The cynical ‘ceasefire’ chorus being sung by Israel and Egypt is merely yet another movement in the well-orchestrated Israeli-Egyptian three-penny opera.

The way in which the ‘negotiations’ were carried out was more farce than finale – Egypt wrote the libretto for the Israeli impresario, leaving the Palestinians in the wings.

The terms themselves are a three-act charade. The Israeli-Egyptian duet omits any mention of the release of more than 50 Palestinian prisoners released in the 2011 Shalit swap who were re-detained during the recent West Bank ‘search’ for three missing Israeli settlers, a core Hamas demand.

Nor does it commit to either re-open the Rafah Crossing between Gaza and Egypt, or to lift the crippling – and illegal – Israeli siege of Gaza, merely saying that “crossings shall be opened and the movement of persons and goods through (them) shall be facilitated once the security situation becomes stable on the ground.” Both of these are core demands of the entire Palestinian resistance – Hamas, Islamic Jihad, PFLP and everyone in between.

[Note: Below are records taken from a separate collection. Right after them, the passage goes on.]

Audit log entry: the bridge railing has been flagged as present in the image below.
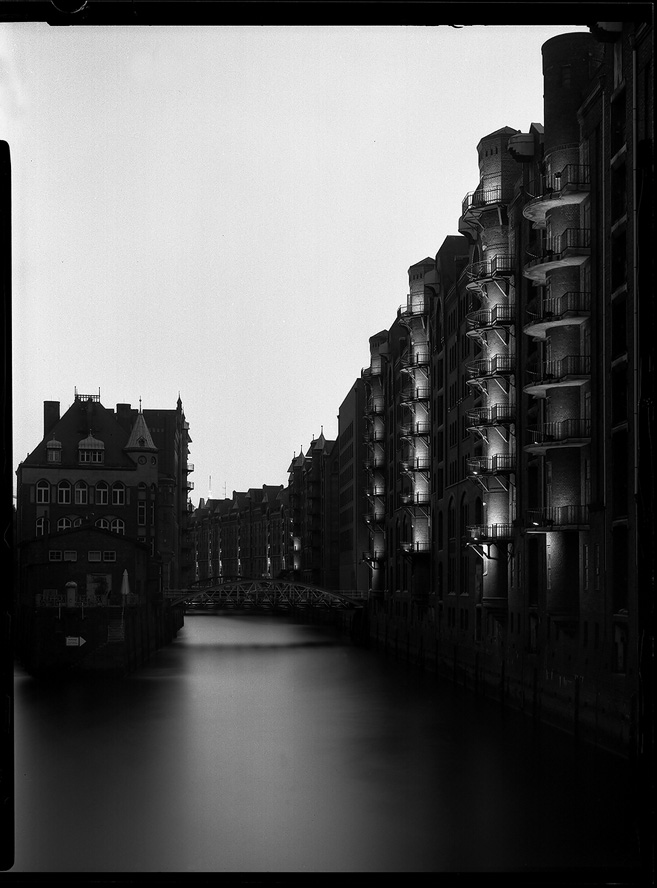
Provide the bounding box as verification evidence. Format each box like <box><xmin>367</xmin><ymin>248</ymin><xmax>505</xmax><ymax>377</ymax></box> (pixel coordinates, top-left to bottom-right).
<box><xmin>164</xmin><ymin>577</ymin><xmax>368</xmax><ymax>607</ymax></box>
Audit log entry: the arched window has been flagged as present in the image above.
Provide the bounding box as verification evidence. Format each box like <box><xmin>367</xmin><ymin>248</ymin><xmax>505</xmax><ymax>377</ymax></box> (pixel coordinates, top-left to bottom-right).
<box><xmin>111</xmin><ymin>518</ymin><xmax>125</xmax><ymax>533</ymax></box>
<box><xmin>46</xmin><ymin>438</ymin><xmax>62</xmax><ymax>462</ymax></box>
<box><xmin>78</xmin><ymin>434</ymin><xmax>105</xmax><ymax>465</ymax></box>
<box><xmin>36</xmin><ymin>518</ymin><xmax>50</xmax><ymax>536</ymax></box>
<box><xmin>459</xmin><ymin>494</ymin><xmax>470</xmax><ymax>536</ymax></box>
<box><xmin>447</xmin><ymin>497</ymin><xmax>456</xmax><ymax>540</ymax></box>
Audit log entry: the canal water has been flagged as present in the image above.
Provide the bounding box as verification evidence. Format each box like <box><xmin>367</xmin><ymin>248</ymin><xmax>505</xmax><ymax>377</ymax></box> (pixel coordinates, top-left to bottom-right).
<box><xmin>5</xmin><ymin>615</ymin><xmax>638</xmax><ymax>879</ymax></box>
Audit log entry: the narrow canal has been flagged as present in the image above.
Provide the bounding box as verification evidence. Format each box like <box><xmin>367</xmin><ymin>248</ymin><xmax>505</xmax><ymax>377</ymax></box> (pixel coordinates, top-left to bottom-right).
<box><xmin>9</xmin><ymin>615</ymin><xmax>638</xmax><ymax>878</ymax></box>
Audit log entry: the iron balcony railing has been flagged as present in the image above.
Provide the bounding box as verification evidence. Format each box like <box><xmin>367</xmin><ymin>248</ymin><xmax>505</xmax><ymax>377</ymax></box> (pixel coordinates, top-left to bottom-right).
<box><xmin>461</xmin><ymin>185</ymin><xmax>513</xmax><ymax>216</ymax></box>
<box><xmin>545</xmin><ymin>163</ymin><xmax>591</xmax><ymax>192</ymax></box>
<box><xmin>399</xmin><ymin>456</ymin><xmax>431</xmax><ymax>472</ymax></box>
<box><xmin>399</xmin><ymin>540</ymin><xmax>431</xmax><ymax>553</ymax></box>
<box><xmin>401</xmin><ymin>351</ymin><xmax>429</xmax><ymax>368</ymax></box>
<box><xmin>400</xmin><ymin>419</ymin><xmax>431</xmax><ymax>437</ymax></box>
<box><xmin>526</xmin><ymin>504</ymin><xmax>589</xmax><ymax>529</ymax></box>
<box><xmin>397</xmin><ymin>298</ymin><xmax>428</xmax><ymax>318</ymax></box>
<box><xmin>527</xmin><ymin>290</ymin><xmax>591</xmax><ymax>323</ymax></box>
<box><xmin>365</xmin><ymin>512</ymin><xmax>385</xmax><ymax>525</ymax></box>
<box><xmin>399</xmin><ymin>386</ymin><xmax>431</xmax><ymax>402</ymax></box>
<box><xmin>467</xmin><ymin>404</ymin><xmax>515</xmax><ymax>427</ymax></box>
<box><xmin>527</xmin><ymin>228</ymin><xmax>591</xmax><ymax>265</ymax></box>
<box><xmin>465</xmin><ymin>254</ymin><xmax>514</xmax><ymax>280</ymax></box>
<box><xmin>527</xmin><ymin>355</ymin><xmax>591</xmax><ymax>385</ymax></box>
<box><xmin>465</xmin><ymin>355</ymin><xmax>516</xmax><ymax>379</ymax></box>
<box><xmin>467</xmin><ymin>453</ymin><xmax>516</xmax><ymax>475</ymax></box>
<box><xmin>401</xmin><ymin>491</ymin><xmax>431</xmax><ymax>506</ymax></box>
<box><xmin>466</xmin><ymin>524</ymin><xmax>513</xmax><ymax>543</ymax></box>
<box><xmin>467</xmin><ymin>305</ymin><xmax>516</xmax><ymax>329</ymax></box>
<box><xmin>527</xmin><ymin>419</ymin><xmax>591</xmax><ymax>444</ymax></box>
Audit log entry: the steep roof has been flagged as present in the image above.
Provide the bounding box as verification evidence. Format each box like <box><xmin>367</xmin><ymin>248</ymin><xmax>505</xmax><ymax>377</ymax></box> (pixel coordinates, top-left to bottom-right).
<box><xmin>123</xmin><ymin>411</ymin><xmax>158</xmax><ymax>453</ymax></box>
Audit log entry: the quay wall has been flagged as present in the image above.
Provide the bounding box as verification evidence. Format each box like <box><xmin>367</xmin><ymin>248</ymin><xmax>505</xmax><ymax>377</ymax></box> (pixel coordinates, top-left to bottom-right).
<box><xmin>15</xmin><ymin>604</ymin><xmax>184</xmax><ymax>678</ymax></box>
<box><xmin>359</xmin><ymin>603</ymin><xmax>637</xmax><ymax>758</ymax></box>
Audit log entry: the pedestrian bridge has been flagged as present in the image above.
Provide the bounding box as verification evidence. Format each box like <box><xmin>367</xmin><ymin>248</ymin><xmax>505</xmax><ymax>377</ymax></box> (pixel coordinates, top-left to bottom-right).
<box><xmin>165</xmin><ymin>577</ymin><xmax>367</xmax><ymax>613</ymax></box>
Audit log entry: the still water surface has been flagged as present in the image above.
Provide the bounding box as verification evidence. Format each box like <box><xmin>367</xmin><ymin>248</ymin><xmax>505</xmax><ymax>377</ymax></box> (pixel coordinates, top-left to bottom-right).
<box><xmin>12</xmin><ymin>615</ymin><xmax>637</xmax><ymax>873</ymax></box>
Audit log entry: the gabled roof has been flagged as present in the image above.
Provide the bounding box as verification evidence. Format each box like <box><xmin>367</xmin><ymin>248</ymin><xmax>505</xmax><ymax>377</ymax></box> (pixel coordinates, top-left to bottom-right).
<box><xmin>78</xmin><ymin>432</ymin><xmax>105</xmax><ymax>450</ymax></box>
<box><xmin>123</xmin><ymin>411</ymin><xmax>158</xmax><ymax>453</ymax></box>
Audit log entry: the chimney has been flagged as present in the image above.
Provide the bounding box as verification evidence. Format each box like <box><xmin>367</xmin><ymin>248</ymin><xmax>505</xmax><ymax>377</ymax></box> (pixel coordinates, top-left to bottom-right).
<box><xmin>116</xmin><ymin>404</ymin><xmax>132</xmax><ymax>432</ymax></box>
<box><xmin>43</xmin><ymin>401</ymin><xmax>59</xmax><ymax>438</ymax></box>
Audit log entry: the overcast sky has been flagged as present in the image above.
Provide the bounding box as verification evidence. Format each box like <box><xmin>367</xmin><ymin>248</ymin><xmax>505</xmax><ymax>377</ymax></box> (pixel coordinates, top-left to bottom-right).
<box><xmin>0</xmin><ymin>23</ymin><xmax>587</xmax><ymax>504</ymax></box>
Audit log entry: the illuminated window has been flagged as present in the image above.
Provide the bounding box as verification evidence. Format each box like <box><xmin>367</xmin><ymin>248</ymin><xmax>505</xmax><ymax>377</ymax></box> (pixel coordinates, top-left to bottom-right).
<box><xmin>111</xmin><ymin>518</ymin><xmax>125</xmax><ymax>533</ymax></box>
<box><xmin>36</xmin><ymin>518</ymin><xmax>50</xmax><ymax>536</ymax></box>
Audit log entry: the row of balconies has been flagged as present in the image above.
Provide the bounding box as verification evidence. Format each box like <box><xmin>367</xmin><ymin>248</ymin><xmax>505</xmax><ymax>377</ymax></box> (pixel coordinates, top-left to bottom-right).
<box><xmin>526</xmin><ymin>418</ymin><xmax>591</xmax><ymax>450</ymax></box>
<box><xmin>525</xmin><ymin>355</ymin><xmax>591</xmax><ymax>394</ymax></box>
<box><xmin>467</xmin><ymin>305</ymin><xmax>516</xmax><ymax>334</ymax></box>
<box><xmin>524</xmin><ymin>290</ymin><xmax>591</xmax><ymax>339</ymax></box>
<box><xmin>400</xmin><ymin>419</ymin><xmax>431</xmax><ymax>438</ymax></box>
<box><xmin>465</xmin><ymin>355</ymin><xmax>516</xmax><ymax>381</ymax></box>
<box><xmin>363</xmin><ymin>504</ymin><xmax>589</xmax><ymax>562</ymax></box>
<box><xmin>399</xmin><ymin>385</ymin><xmax>431</xmax><ymax>404</ymax></box>
<box><xmin>465</xmin><ymin>504</ymin><xmax>589</xmax><ymax>543</ymax></box>
<box><xmin>461</xmin><ymin>185</ymin><xmax>513</xmax><ymax>216</ymax></box>
<box><xmin>523</xmin><ymin>228</ymin><xmax>591</xmax><ymax>283</ymax></box>
<box><xmin>467</xmin><ymin>453</ymin><xmax>516</xmax><ymax>475</ymax></box>
<box><xmin>400</xmin><ymin>350</ymin><xmax>429</xmax><ymax>370</ymax></box>
<box><xmin>467</xmin><ymin>404</ymin><xmax>516</xmax><ymax>428</ymax></box>
<box><xmin>522</xmin><ymin>163</ymin><xmax>591</xmax><ymax>227</ymax></box>
<box><xmin>465</xmin><ymin>253</ymin><xmax>515</xmax><ymax>281</ymax></box>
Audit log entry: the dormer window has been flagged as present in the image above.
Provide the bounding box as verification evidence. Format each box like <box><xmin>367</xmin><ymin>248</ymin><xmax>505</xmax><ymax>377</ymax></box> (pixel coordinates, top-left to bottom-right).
<box><xmin>46</xmin><ymin>438</ymin><xmax>62</xmax><ymax>462</ymax></box>
<box><xmin>78</xmin><ymin>434</ymin><xmax>105</xmax><ymax>465</ymax></box>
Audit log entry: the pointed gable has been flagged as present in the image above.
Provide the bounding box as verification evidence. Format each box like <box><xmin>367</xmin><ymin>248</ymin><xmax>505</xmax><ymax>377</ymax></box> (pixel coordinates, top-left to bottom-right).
<box><xmin>123</xmin><ymin>412</ymin><xmax>157</xmax><ymax>453</ymax></box>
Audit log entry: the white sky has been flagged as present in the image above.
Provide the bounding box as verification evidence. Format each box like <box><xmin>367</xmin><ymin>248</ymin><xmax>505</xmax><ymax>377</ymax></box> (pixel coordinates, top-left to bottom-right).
<box><xmin>0</xmin><ymin>23</ymin><xmax>587</xmax><ymax>504</ymax></box>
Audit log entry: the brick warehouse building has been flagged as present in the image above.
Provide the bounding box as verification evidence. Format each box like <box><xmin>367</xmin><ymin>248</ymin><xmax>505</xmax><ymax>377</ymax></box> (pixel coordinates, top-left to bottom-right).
<box><xmin>362</xmin><ymin>23</ymin><xmax>654</xmax><ymax>750</ymax></box>
<box><xmin>16</xmin><ymin>392</ymin><xmax>191</xmax><ymax>664</ymax></box>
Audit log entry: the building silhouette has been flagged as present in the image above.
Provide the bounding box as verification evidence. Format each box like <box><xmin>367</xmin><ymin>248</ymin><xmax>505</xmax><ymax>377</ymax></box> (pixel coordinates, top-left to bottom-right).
<box><xmin>16</xmin><ymin>391</ymin><xmax>191</xmax><ymax>669</ymax></box>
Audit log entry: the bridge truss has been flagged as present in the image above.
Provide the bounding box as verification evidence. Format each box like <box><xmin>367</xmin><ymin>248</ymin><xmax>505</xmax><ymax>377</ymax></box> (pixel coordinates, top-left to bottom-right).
<box><xmin>165</xmin><ymin>577</ymin><xmax>365</xmax><ymax>612</ymax></box>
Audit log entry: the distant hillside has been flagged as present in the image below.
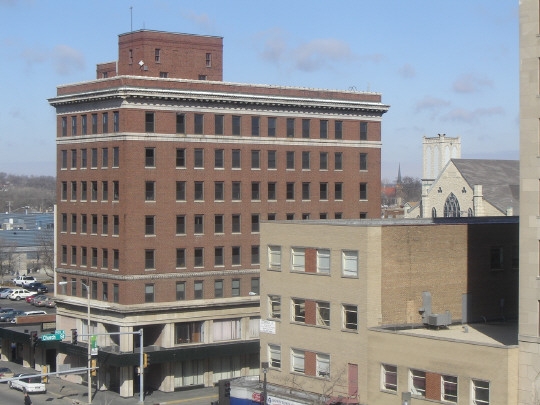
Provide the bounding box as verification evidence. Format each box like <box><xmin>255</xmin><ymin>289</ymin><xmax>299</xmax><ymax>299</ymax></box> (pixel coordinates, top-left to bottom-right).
<box><xmin>0</xmin><ymin>172</ymin><xmax>56</xmax><ymax>212</ymax></box>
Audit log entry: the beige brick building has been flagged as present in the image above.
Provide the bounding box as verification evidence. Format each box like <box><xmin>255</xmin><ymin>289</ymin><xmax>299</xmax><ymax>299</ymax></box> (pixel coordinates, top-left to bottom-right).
<box><xmin>49</xmin><ymin>30</ymin><xmax>388</xmax><ymax>396</ymax></box>
<box><xmin>260</xmin><ymin>217</ymin><xmax>518</xmax><ymax>405</ymax></box>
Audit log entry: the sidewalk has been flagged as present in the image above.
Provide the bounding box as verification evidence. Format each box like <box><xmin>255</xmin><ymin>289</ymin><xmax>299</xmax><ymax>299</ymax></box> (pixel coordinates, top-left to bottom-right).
<box><xmin>0</xmin><ymin>361</ymin><xmax>218</xmax><ymax>405</ymax></box>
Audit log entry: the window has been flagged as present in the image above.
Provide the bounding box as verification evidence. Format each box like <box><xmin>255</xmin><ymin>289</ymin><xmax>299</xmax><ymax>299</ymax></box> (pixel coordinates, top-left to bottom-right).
<box><xmin>302</xmin><ymin>151</ymin><xmax>310</xmax><ymax>170</ymax></box>
<box><xmin>194</xmin><ymin>215</ymin><xmax>204</xmax><ymax>234</ymax></box>
<box><xmin>144</xmin><ymin>112</ymin><xmax>154</xmax><ymax>132</ymax></box>
<box><xmin>360</xmin><ymin>122</ymin><xmax>367</xmax><ymax>141</ymax></box>
<box><xmin>251</xmin><ymin>117</ymin><xmax>260</xmax><ymax>136</ymax></box>
<box><xmin>176</xmin><ymin>281</ymin><xmax>186</xmax><ymax>301</ymax></box>
<box><xmin>176</xmin><ymin>149</ymin><xmax>186</xmax><ymax>168</ymax></box>
<box><xmin>472</xmin><ymin>379</ymin><xmax>489</xmax><ymax>405</ymax></box>
<box><xmin>144</xmin><ymin>181</ymin><xmax>156</xmax><ymax>201</ymax></box>
<box><xmin>287</xmin><ymin>118</ymin><xmax>294</xmax><ymax>138</ymax></box>
<box><xmin>334</xmin><ymin>183</ymin><xmax>343</xmax><ymax>200</ymax></box>
<box><xmin>302</xmin><ymin>119</ymin><xmax>310</xmax><ymax>138</ymax></box>
<box><xmin>315</xmin><ymin>353</ymin><xmax>330</xmax><ymax>378</ymax></box>
<box><xmin>144</xmin><ymin>284</ymin><xmax>154</xmax><ymax>302</ymax></box>
<box><xmin>193</xmin><ymin>181</ymin><xmax>204</xmax><ymax>201</ymax></box>
<box><xmin>381</xmin><ymin>364</ymin><xmax>397</xmax><ymax>392</ymax></box>
<box><xmin>319</xmin><ymin>183</ymin><xmax>328</xmax><ymax>200</ymax></box>
<box><xmin>214</xmin><ymin>280</ymin><xmax>223</xmax><ymax>298</ymax></box>
<box><xmin>214</xmin><ymin>149</ymin><xmax>224</xmax><ymax>169</ymax></box>
<box><xmin>214</xmin><ymin>114</ymin><xmax>223</xmax><ymax>135</ymax></box>
<box><xmin>214</xmin><ymin>246</ymin><xmax>224</xmax><ymax>266</ymax></box>
<box><xmin>176</xmin><ymin>114</ymin><xmax>186</xmax><ymax>134</ymax></box>
<box><xmin>285</xmin><ymin>183</ymin><xmax>294</xmax><ymax>200</ymax></box>
<box><xmin>334</xmin><ymin>121</ymin><xmax>343</xmax><ymax>139</ymax></box>
<box><xmin>231</xmin><ymin>246</ymin><xmax>242</xmax><ymax>266</ymax></box>
<box><xmin>319</xmin><ymin>120</ymin><xmax>328</xmax><ymax>139</ymax></box>
<box><xmin>193</xmin><ymin>148</ymin><xmax>204</xmax><ymax>169</ymax></box>
<box><xmin>176</xmin><ymin>181</ymin><xmax>186</xmax><ymax>201</ymax></box>
<box><xmin>268</xmin><ymin>295</ymin><xmax>281</xmax><ymax>319</ymax></box>
<box><xmin>144</xmin><ymin>148</ymin><xmax>156</xmax><ymax>167</ymax></box>
<box><xmin>232</xmin><ymin>115</ymin><xmax>240</xmax><ymax>135</ymax></box>
<box><xmin>102</xmin><ymin>113</ymin><xmax>109</xmax><ymax>134</ymax></box>
<box><xmin>268</xmin><ymin>344</ymin><xmax>281</xmax><ymax>368</ymax></box>
<box><xmin>144</xmin><ymin>249</ymin><xmax>156</xmax><ymax>270</ymax></box>
<box><xmin>232</xmin><ymin>149</ymin><xmax>241</xmax><ymax>169</ymax></box>
<box><xmin>292</xmin><ymin>298</ymin><xmax>306</xmax><ymax>323</ymax></box>
<box><xmin>342</xmin><ymin>250</ymin><xmax>358</xmax><ymax>277</ymax></box>
<box><xmin>268</xmin><ymin>246</ymin><xmax>281</xmax><ymax>270</ymax></box>
<box><xmin>193</xmin><ymin>248</ymin><xmax>204</xmax><ymax>267</ymax></box>
<box><xmin>214</xmin><ymin>181</ymin><xmax>225</xmax><ymax>201</ymax></box>
<box><xmin>334</xmin><ymin>152</ymin><xmax>343</xmax><ymax>170</ymax></box>
<box><xmin>176</xmin><ymin>248</ymin><xmax>186</xmax><ymax>268</ymax></box>
<box><xmin>441</xmin><ymin>375</ymin><xmax>458</xmax><ymax>404</ymax></box>
<box><xmin>194</xmin><ymin>114</ymin><xmax>204</xmax><ymax>135</ymax></box>
<box><xmin>251</xmin><ymin>150</ymin><xmax>261</xmax><ymax>169</ymax></box>
<box><xmin>144</xmin><ymin>215</ymin><xmax>156</xmax><ymax>235</ymax></box>
<box><xmin>268</xmin><ymin>150</ymin><xmax>276</xmax><ymax>169</ymax></box>
<box><xmin>489</xmin><ymin>246</ymin><xmax>504</xmax><ymax>270</ymax></box>
<box><xmin>231</xmin><ymin>278</ymin><xmax>240</xmax><ymax>297</ymax></box>
<box><xmin>193</xmin><ymin>280</ymin><xmax>203</xmax><ymax>300</ymax></box>
<box><xmin>251</xmin><ymin>245</ymin><xmax>260</xmax><ymax>264</ymax></box>
<box><xmin>291</xmin><ymin>349</ymin><xmax>305</xmax><ymax>374</ymax></box>
<box><xmin>251</xmin><ymin>181</ymin><xmax>261</xmax><ymax>201</ymax></box>
<box><xmin>232</xmin><ymin>181</ymin><xmax>242</xmax><ymax>201</ymax></box>
<box><xmin>360</xmin><ymin>153</ymin><xmax>367</xmax><ymax>170</ymax></box>
<box><xmin>302</xmin><ymin>183</ymin><xmax>310</xmax><ymax>200</ymax></box>
<box><xmin>360</xmin><ymin>183</ymin><xmax>367</xmax><ymax>200</ymax></box>
<box><xmin>342</xmin><ymin>305</ymin><xmax>358</xmax><ymax>330</ymax></box>
<box><xmin>286</xmin><ymin>151</ymin><xmax>294</xmax><ymax>169</ymax></box>
<box><xmin>409</xmin><ymin>370</ymin><xmax>426</xmax><ymax>397</ymax></box>
<box><xmin>213</xmin><ymin>319</ymin><xmax>242</xmax><ymax>341</ymax></box>
<box><xmin>268</xmin><ymin>117</ymin><xmax>277</xmax><ymax>136</ymax></box>
<box><xmin>316</xmin><ymin>301</ymin><xmax>330</xmax><ymax>327</ymax></box>
<box><xmin>268</xmin><ymin>183</ymin><xmax>277</xmax><ymax>200</ymax></box>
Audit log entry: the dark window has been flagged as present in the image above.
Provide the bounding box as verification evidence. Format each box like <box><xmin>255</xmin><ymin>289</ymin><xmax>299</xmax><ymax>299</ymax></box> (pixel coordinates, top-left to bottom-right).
<box><xmin>214</xmin><ymin>115</ymin><xmax>223</xmax><ymax>135</ymax></box>
<box><xmin>287</xmin><ymin>118</ymin><xmax>294</xmax><ymax>138</ymax></box>
<box><xmin>176</xmin><ymin>149</ymin><xmax>186</xmax><ymax>167</ymax></box>
<box><xmin>194</xmin><ymin>114</ymin><xmax>204</xmax><ymax>135</ymax></box>
<box><xmin>232</xmin><ymin>115</ymin><xmax>240</xmax><ymax>135</ymax></box>
<box><xmin>176</xmin><ymin>114</ymin><xmax>186</xmax><ymax>134</ymax></box>
<box><xmin>251</xmin><ymin>117</ymin><xmax>260</xmax><ymax>136</ymax></box>
<box><xmin>302</xmin><ymin>119</ymin><xmax>310</xmax><ymax>138</ymax></box>
<box><xmin>334</xmin><ymin>121</ymin><xmax>343</xmax><ymax>139</ymax></box>
<box><xmin>268</xmin><ymin>117</ymin><xmax>276</xmax><ymax>136</ymax></box>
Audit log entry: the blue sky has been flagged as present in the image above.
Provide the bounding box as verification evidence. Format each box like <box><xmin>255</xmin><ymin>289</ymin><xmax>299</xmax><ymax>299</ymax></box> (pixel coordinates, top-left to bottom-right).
<box><xmin>0</xmin><ymin>0</ymin><xmax>519</xmax><ymax>181</ymax></box>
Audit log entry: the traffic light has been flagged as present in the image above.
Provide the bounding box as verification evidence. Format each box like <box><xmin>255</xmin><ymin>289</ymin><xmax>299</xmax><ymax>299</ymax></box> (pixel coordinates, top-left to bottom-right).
<box><xmin>143</xmin><ymin>353</ymin><xmax>150</xmax><ymax>368</ymax></box>
<box><xmin>90</xmin><ymin>359</ymin><xmax>97</xmax><ymax>377</ymax></box>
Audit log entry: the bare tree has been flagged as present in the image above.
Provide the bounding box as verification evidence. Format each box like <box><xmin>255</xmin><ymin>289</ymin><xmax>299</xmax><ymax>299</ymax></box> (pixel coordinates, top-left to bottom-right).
<box><xmin>36</xmin><ymin>229</ymin><xmax>54</xmax><ymax>277</ymax></box>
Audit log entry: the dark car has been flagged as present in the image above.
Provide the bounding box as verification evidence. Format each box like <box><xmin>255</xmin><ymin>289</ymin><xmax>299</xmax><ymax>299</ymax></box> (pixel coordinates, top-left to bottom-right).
<box><xmin>26</xmin><ymin>282</ymin><xmax>49</xmax><ymax>294</ymax></box>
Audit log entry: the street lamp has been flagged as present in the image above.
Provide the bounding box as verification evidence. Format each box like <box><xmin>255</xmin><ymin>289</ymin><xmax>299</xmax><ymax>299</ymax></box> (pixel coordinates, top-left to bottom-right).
<box><xmin>58</xmin><ymin>280</ymin><xmax>92</xmax><ymax>404</ymax></box>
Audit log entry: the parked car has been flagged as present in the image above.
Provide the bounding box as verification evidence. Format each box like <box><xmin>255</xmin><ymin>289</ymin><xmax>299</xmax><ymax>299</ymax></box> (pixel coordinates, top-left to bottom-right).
<box><xmin>26</xmin><ymin>294</ymin><xmax>47</xmax><ymax>305</ymax></box>
<box><xmin>34</xmin><ymin>297</ymin><xmax>54</xmax><ymax>307</ymax></box>
<box><xmin>12</xmin><ymin>276</ymin><xmax>37</xmax><ymax>287</ymax></box>
<box><xmin>9</xmin><ymin>374</ymin><xmax>47</xmax><ymax>393</ymax></box>
<box><xmin>8</xmin><ymin>288</ymin><xmax>33</xmax><ymax>301</ymax></box>
<box><xmin>26</xmin><ymin>282</ymin><xmax>49</xmax><ymax>294</ymax></box>
<box><xmin>0</xmin><ymin>367</ymin><xmax>14</xmax><ymax>383</ymax></box>
<box><xmin>0</xmin><ymin>288</ymin><xmax>13</xmax><ymax>300</ymax></box>
<box><xmin>0</xmin><ymin>311</ymin><xmax>24</xmax><ymax>322</ymax></box>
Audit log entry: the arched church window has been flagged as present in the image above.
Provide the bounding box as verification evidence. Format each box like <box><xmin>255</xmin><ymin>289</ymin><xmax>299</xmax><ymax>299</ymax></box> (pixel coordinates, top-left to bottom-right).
<box><xmin>444</xmin><ymin>193</ymin><xmax>460</xmax><ymax>218</ymax></box>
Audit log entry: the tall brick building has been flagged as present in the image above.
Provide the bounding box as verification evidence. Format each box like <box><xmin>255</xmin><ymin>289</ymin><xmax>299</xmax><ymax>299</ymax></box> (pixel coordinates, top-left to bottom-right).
<box><xmin>49</xmin><ymin>30</ymin><xmax>388</xmax><ymax>396</ymax></box>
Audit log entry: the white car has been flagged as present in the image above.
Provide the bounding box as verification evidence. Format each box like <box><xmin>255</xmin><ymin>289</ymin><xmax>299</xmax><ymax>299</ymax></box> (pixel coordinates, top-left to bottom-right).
<box><xmin>8</xmin><ymin>288</ymin><xmax>36</xmax><ymax>301</ymax></box>
<box><xmin>8</xmin><ymin>374</ymin><xmax>47</xmax><ymax>393</ymax></box>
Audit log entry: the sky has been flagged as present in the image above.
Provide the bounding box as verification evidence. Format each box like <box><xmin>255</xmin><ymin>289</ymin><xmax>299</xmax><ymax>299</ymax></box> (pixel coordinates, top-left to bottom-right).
<box><xmin>0</xmin><ymin>0</ymin><xmax>519</xmax><ymax>182</ymax></box>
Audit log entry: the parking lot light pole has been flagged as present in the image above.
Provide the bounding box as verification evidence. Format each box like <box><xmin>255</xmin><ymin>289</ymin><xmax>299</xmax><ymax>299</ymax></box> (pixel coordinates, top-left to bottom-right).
<box><xmin>58</xmin><ymin>280</ymin><xmax>92</xmax><ymax>404</ymax></box>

Any ceasefire that does not change the fundamental paradigm, a hermetically-sealed Gaza and a ‘normal Israel,’ will garner only encore after encore, as every previous performance has done.

Within three months of the 2012 ceasefire agreement, for instance, Israel had breached it 820 times. The Palestinian Centre for Human Rights reported that just two mortar shells were fired from Gaza in the same period, causing little or no damage in Israel, and no Gazan rockets were fired. Not one.

With odds of 820 – 2, it is no surprise that the Palestinians are wary of being house-managed towards another tragedy – although that may well be the subtext for the entire production. Benjamin Netanyahu used the Palestinian rejection of the proposal to justify further aggression, saying at a press conference, “If Hamas continues to fire at Israel, Israel will have the international legitimacy to take action.”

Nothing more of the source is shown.